The market reacted positively to an announcement of big changes at Altron, which will see the end of an era as the Venter group prepares to give up control of the company after 51 years.
This after the JSE-listed group announced it had reached an agreement with Value Capital Partners (VCP) that will see the investment company make a capital investment of R400 million in Altron. There will also be changes to the group's control structure, to shift it from a family-controlled and -managed business to independent management.
"I think this is a very positive move for the Altron group, and with the management change and the cash injection comes the possibility of the business taking a refreshed approach to the ICT sector in South Africa," says Richard Hurst, director of enterprise research at Africa Analysis.
The market agreed and the share price jumped 20% after the announcement and closed over 16% higher yesterday at R8.72. This morning, the stock continued to rally in early trade.
"I think this is the right move as it seems the company will no longer be fighting its battles alone. One of the major benefits the recent changes will bring, will be the ability to apply fresh minds and eyes to opportunities and challenges facing the company and the sector," adds Hurst.
Changing of the guard
The deal is still subject to regulatory and shareholder approval, but if it goes ahead, Altron will issue new shares to VCP, giving the investment firm a 15% stake in the business. It will also see the end of over half a century of Venter family control of the business.

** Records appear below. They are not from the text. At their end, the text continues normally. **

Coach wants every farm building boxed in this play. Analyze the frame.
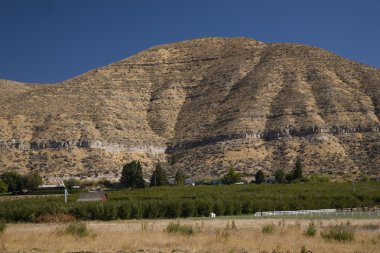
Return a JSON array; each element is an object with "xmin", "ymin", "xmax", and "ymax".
[{"xmin": 77, "ymin": 192, "xmax": 108, "ymax": 202}]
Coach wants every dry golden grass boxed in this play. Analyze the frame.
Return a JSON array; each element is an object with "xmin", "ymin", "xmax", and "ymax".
[{"xmin": 0, "ymin": 219, "xmax": 380, "ymax": 253}]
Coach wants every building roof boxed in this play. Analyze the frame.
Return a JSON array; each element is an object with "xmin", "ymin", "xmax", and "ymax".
[{"xmin": 77, "ymin": 192, "xmax": 108, "ymax": 202}]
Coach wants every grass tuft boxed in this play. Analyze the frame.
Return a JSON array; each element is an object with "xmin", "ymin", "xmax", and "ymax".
[
  {"xmin": 321, "ymin": 222, "xmax": 355, "ymax": 241},
  {"xmin": 304, "ymin": 221, "xmax": 317, "ymax": 237},
  {"xmin": 165, "ymin": 222, "xmax": 194, "ymax": 235},
  {"xmin": 65, "ymin": 222, "xmax": 94, "ymax": 237}
]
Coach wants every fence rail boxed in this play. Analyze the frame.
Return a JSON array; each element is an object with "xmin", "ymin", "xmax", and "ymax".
[{"xmin": 254, "ymin": 209, "xmax": 380, "ymax": 217}]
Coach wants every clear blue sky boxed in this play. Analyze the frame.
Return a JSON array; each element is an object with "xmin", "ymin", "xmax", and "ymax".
[{"xmin": 0, "ymin": 0, "xmax": 380, "ymax": 83}]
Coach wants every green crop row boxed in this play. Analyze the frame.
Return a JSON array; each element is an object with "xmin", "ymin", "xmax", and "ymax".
[{"xmin": 0, "ymin": 182, "xmax": 380, "ymax": 222}]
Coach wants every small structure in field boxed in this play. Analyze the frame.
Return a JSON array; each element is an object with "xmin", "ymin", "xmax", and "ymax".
[{"xmin": 77, "ymin": 192, "xmax": 108, "ymax": 202}]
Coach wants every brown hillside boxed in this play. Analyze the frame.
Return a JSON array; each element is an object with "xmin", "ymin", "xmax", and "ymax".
[{"xmin": 0, "ymin": 38, "xmax": 380, "ymax": 180}]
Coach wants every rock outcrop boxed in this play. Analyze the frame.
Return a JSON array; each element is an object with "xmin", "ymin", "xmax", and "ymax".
[{"xmin": 0, "ymin": 38, "xmax": 380, "ymax": 180}]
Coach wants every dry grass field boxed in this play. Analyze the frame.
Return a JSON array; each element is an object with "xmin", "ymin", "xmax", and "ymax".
[{"xmin": 0, "ymin": 218, "xmax": 380, "ymax": 253}]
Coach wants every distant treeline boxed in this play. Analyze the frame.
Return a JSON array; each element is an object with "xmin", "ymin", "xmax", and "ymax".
[{"xmin": 0, "ymin": 182, "xmax": 380, "ymax": 222}]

The Venter family has agreed that, should the transaction be successfully implemented, it will result in the collapse of Altron's current control structure through the conversion of the company's low-voting shares into a single class of voting shares.
Founder Bill Venter says he and the rest of the family will remain invested in and fully committed to the company and will thus retain their full economic interest.

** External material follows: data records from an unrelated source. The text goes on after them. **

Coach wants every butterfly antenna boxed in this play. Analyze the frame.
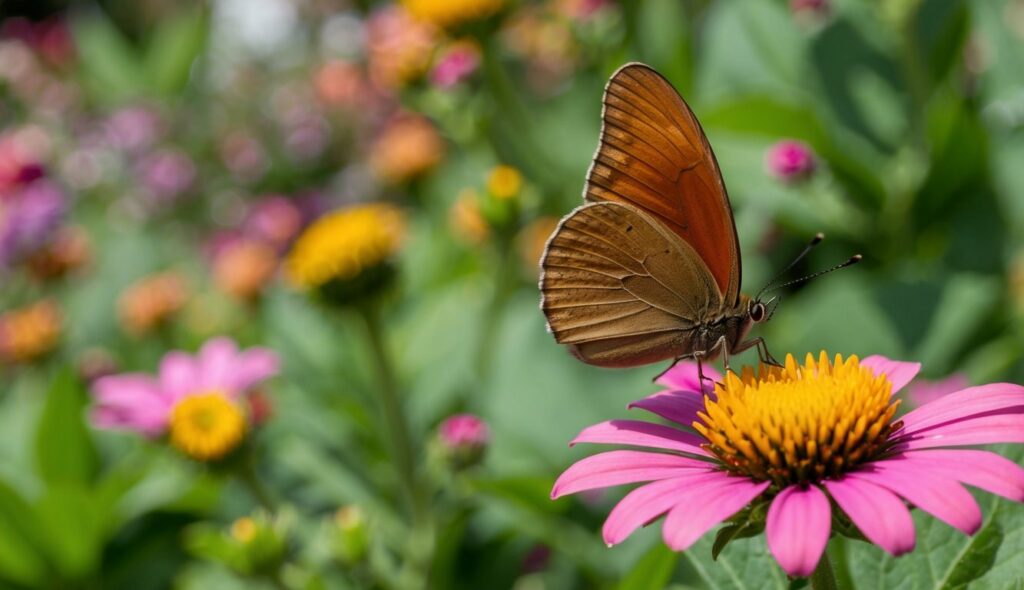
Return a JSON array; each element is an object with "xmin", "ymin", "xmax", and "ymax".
[
  {"xmin": 754, "ymin": 231, "xmax": 825, "ymax": 300},
  {"xmin": 762, "ymin": 254, "xmax": 863, "ymax": 291}
]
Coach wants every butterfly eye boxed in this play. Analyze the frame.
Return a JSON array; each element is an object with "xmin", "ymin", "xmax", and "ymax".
[{"xmin": 751, "ymin": 302, "xmax": 765, "ymax": 322}]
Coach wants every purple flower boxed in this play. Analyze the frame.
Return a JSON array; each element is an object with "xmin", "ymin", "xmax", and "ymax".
[
  {"xmin": 92, "ymin": 338, "xmax": 279, "ymax": 436},
  {"xmin": 138, "ymin": 150, "xmax": 196, "ymax": 203},
  {"xmin": 0, "ymin": 179, "xmax": 67, "ymax": 267},
  {"xmin": 766, "ymin": 139, "xmax": 815, "ymax": 182},
  {"xmin": 552, "ymin": 351, "xmax": 1024, "ymax": 577},
  {"xmin": 430, "ymin": 42, "xmax": 480, "ymax": 88}
]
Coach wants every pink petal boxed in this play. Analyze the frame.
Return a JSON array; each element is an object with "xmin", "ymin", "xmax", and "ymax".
[
  {"xmin": 886, "ymin": 450, "xmax": 1024, "ymax": 502},
  {"xmin": 860, "ymin": 354, "xmax": 921, "ymax": 393},
  {"xmin": 847, "ymin": 461, "xmax": 981, "ymax": 535},
  {"xmin": 656, "ymin": 361, "xmax": 722, "ymax": 393},
  {"xmin": 231, "ymin": 348, "xmax": 281, "ymax": 391},
  {"xmin": 551, "ymin": 451, "xmax": 714, "ymax": 499},
  {"xmin": 765, "ymin": 486, "xmax": 831, "ymax": 577},
  {"xmin": 895, "ymin": 408, "xmax": 1024, "ymax": 451},
  {"xmin": 823, "ymin": 477, "xmax": 914, "ymax": 555},
  {"xmin": 199, "ymin": 337, "xmax": 239, "ymax": 395},
  {"xmin": 569, "ymin": 420, "xmax": 709, "ymax": 456},
  {"xmin": 902, "ymin": 383, "xmax": 1024, "ymax": 433},
  {"xmin": 629, "ymin": 390, "xmax": 705, "ymax": 426},
  {"xmin": 160, "ymin": 350, "xmax": 200, "ymax": 399},
  {"xmin": 601, "ymin": 470, "xmax": 729, "ymax": 545},
  {"xmin": 662, "ymin": 477, "xmax": 770, "ymax": 551}
]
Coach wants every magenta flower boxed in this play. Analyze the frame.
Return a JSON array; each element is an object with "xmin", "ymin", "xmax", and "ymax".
[
  {"xmin": 430, "ymin": 42, "xmax": 480, "ymax": 88},
  {"xmin": 437, "ymin": 414, "xmax": 490, "ymax": 450},
  {"xmin": 765, "ymin": 139, "xmax": 815, "ymax": 182},
  {"xmin": 92, "ymin": 338, "xmax": 279, "ymax": 437},
  {"xmin": 552, "ymin": 351, "xmax": 1024, "ymax": 577},
  {"xmin": 906, "ymin": 373, "xmax": 971, "ymax": 407}
]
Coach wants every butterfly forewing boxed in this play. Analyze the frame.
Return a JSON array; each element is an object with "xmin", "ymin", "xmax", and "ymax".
[
  {"xmin": 541, "ymin": 203, "xmax": 722, "ymax": 367},
  {"xmin": 585, "ymin": 64, "xmax": 740, "ymax": 305}
]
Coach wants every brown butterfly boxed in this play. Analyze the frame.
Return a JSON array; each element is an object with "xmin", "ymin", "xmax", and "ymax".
[{"xmin": 541, "ymin": 64, "xmax": 859, "ymax": 374}]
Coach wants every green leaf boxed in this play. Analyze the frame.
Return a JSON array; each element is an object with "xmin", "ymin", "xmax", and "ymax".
[
  {"xmin": 36, "ymin": 487, "xmax": 109, "ymax": 580},
  {"xmin": 36, "ymin": 368, "xmax": 98, "ymax": 487},
  {"xmin": 145, "ymin": 7, "xmax": 210, "ymax": 94},
  {"xmin": 617, "ymin": 541, "xmax": 679, "ymax": 590},
  {"xmin": 74, "ymin": 10, "xmax": 146, "ymax": 102},
  {"xmin": 0, "ymin": 481, "xmax": 46, "ymax": 586}
]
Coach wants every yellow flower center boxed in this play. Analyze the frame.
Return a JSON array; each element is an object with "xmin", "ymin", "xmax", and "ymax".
[
  {"xmin": 487, "ymin": 166, "xmax": 522, "ymax": 199},
  {"xmin": 402, "ymin": 0, "xmax": 504, "ymax": 27},
  {"xmin": 171, "ymin": 391, "xmax": 246, "ymax": 461},
  {"xmin": 693, "ymin": 351, "xmax": 899, "ymax": 487},
  {"xmin": 287, "ymin": 204, "xmax": 404, "ymax": 289}
]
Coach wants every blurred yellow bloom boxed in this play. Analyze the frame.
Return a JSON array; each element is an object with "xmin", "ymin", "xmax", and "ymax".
[
  {"xmin": 170, "ymin": 391, "xmax": 246, "ymax": 461},
  {"xmin": 0, "ymin": 299, "xmax": 61, "ymax": 364},
  {"xmin": 118, "ymin": 270, "xmax": 188, "ymax": 335},
  {"xmin": 487, "ymin": 165, "xmax": 522, "ymax": 199},
  {"xmin": 370, "ymin": 115, "xmax": 444, "ymax": 182},
  {"xmin": 402, "ymin": 0, "xmax": 504, "ymax": 27},
  {"xmin": 213, "ymin": 240, "xmax": 278, "ymax": 301},
  {"xmin": 286, "ymin": 203, "xmax": 406, "ymax": 289},
  {"xmin": 516, "ymin": 217, "xmax": 558, "ymax": 275},
  {"xmin": 231, "ymin": 516, "xmax": 256, "ymax": 543},
  {"xmin": 449, "ymin": 188, "xmax": 490, "ymax": 244}
]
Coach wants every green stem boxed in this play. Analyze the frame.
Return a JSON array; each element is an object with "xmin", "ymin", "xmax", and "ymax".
[
  {"xmin": 811, "ymin": 551, "xmax": 839, "ymax": 590},
  {"xmin": 238, "ymin": 455, "xmax": 278, "ymax": 514},
  {"xmin": 358, "ymin": 303, "xmax": 420, "ymax": 520}
]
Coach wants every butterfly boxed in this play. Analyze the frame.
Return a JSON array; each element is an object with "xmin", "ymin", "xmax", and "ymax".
[{"xmin": 540, "ymin": 62, "xmax": 859, "ymax": 374}]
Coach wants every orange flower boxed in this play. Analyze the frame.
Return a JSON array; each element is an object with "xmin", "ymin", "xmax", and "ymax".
[
  {"xmin": 367, "ymin": 6, "xmax": 436, "ymax": 89},
  {"xmin": 213, "ymin": 240, "xmax": 278, "ymax": 301},
  {"xmin": 370, "ymin": 115, "xmax": 444, "ymax": 182},
  {"xmin": 28, "ymin": 226, "xmax": 92, "ymax": 281},
  {"xmin": 118, "ymin": 270, "xmax": 188, "ymax": 335},
  {"xmin": 0, "ymin": 299, "xmax": 62, "ymax": 365}
]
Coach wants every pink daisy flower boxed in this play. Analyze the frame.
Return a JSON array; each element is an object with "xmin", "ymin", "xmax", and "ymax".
[
  {"xmin": 552, "ymin": 351, "xmax": 1024, "ymax": 577},
  {"xmin": 92, "ymin": 338, "xmax": 279, "ymax": 460}
]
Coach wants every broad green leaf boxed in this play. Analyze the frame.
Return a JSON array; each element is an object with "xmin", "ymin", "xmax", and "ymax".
[
  {"xmin": 145, "ymin": 7, "xmax": 209, "ymax": 95},
  {"xmin": 36, "ymin": 368, "xmax": 98, "ymax": 486},
  {"xmin": 74, "ymin": 10, "xmax": 146, "ymax": 103},
  {"xmin": 616, "ymin": 542, "xmax": 679, "ymax": 590},
  {"xmin": 0, "ymin": 481, "xmax": 47, "ymax": 586}
]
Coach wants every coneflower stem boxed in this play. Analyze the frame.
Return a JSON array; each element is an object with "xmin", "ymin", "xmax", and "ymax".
[
  {"xmin": 811, "ymin": 550, "xmax": 839, "ymax": 590},
  {"xmin": 357, "ymin": 303, "xmax": 420, "ymax": 520}
]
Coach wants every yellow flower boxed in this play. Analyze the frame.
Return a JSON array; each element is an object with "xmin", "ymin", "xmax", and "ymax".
[
  {"xmin": 0, "ymin": 299, "xmax": 61, "ymax": 364},
  {"xmin": 449, "ymin": 188, "xmax": 490, "ymax": 244},
  {"xmin": 231, "ymin": 516, "xmax": 256, "ymax": 544},
  {"xmin": 170, "ymin": 391, "xmax": 246, "ymax": 461},
  {"xmin": 487, "ymin": 165, "xmax": 522, "ymax": 199},
  {"xmin": 693, "ymin": 351, "xmax": 899, "ymax": 486},
  {"xmin": 402, "ymin": 0, "xmax": 504, "ymax": 27},
  {"xmin": 287, "ymin": 203, "xmax": 406, "ymax": 289},
  {"xmin": 370, "ymin": 115, "xmax": 444, "ymax": 182}
]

At the moment, the Venter family has a 57% voting position in the Altron group, but its economic position is 17.5%. If the deal is concluded, a new mechanism will be put in place that will leave the family with a 25.1% voting position. This will remain in effect as long as the Venter family holds an economic interest of more than 10% in Altron.
"The dilution of the voting rights is a natural consequence of the deal, and like the change in leadership, will serve to breathe new life and direction into the company," says Hurst.
Bill Venter founded the company in 1965 as Allied Electric, and the company opened its doors as a designer and manufacturer of semi-conductor rectifier equipment, variable-speed drives and electronic signal equipment and transformers, among others.
Today, the group employs over 12 000 employees globally, and through its principal subsidiaries ? Altech, Bytes and Powertech ? is invested in telecommunications, power electronics, multimedia and information technology.
Bill Venter passed the CEO baton to son Robbie Venter in 2001 and stepped down as chairman of the board in 2009. He is currently non-executive chairman but plans to retire from that role at the end of the company's current financial year and will then assume the title of chairman emeritus and remain a non-executive director.
The group is looking for a new CEO, as Robbie Venter plans to step down from the role and become a non-executive director. He says the appointment of a new CEO will take place in a phased approach because there are still a number of key projects under way relating to "the repositioning of the group as a focused, but smaller, IT company".
"A change in leadership will be welcomed by the market and the sector as a whole. This has no bearing on the leadership qualities of the people in question, but rather goes to the need to create other opportunities for the business and to grow people within the business. It is natural that the successors will be guided by existing and new investors," according to Hurst.
Bill Venter says he is confident the proposed changes will have a positive effect on Altron going forward.
"Although more work needs to be done, the outlook is extremely positive with respect to getting the group back on a path of profitability and growth that is sustainable," he says.
"I think this is both the end of an era and the start of a new evolution for the company. The end of the era refers to the control exerted by the Venter family. Naturally, they will still have a say in the company that they have helped build, but the new evolution will see management decisions being more responsive to market conditions and based on investor value," adds Hurst.
VCP is an investment company founded by Antony Ball, founder and ex-CEO of Brait, and Sam Sithole, ex-CFO of Brait. As part of VCP's investment, both Ball and Sithole will join the Altron board, which is also looking to appoint new members who have a strong background in IT.
Hurst says the VCP leadership has developed a sound knowledge and experience in taking undervalued and underperforming assets and turning these around, delivering shareholder value.
This year, Altron's attempts at a turnaround began bearing fruit, as the group saw headline earnings per share swing from a loss to a profit for the six months ended 31 August, despite revenue decreasing 14% to R11.4 billion. Earlier in 2016, the embattled technology group reported it lost over R1 billion in total revenue for the year ended 29 February.
In terms of a strategy for Altron going forward, Hurst believes the company will need to focus on developing skills and taking on new opportunities emerging in the ICT sector, such as cloud computing, the Internet of things, and in particular, the application development and integration side of the market.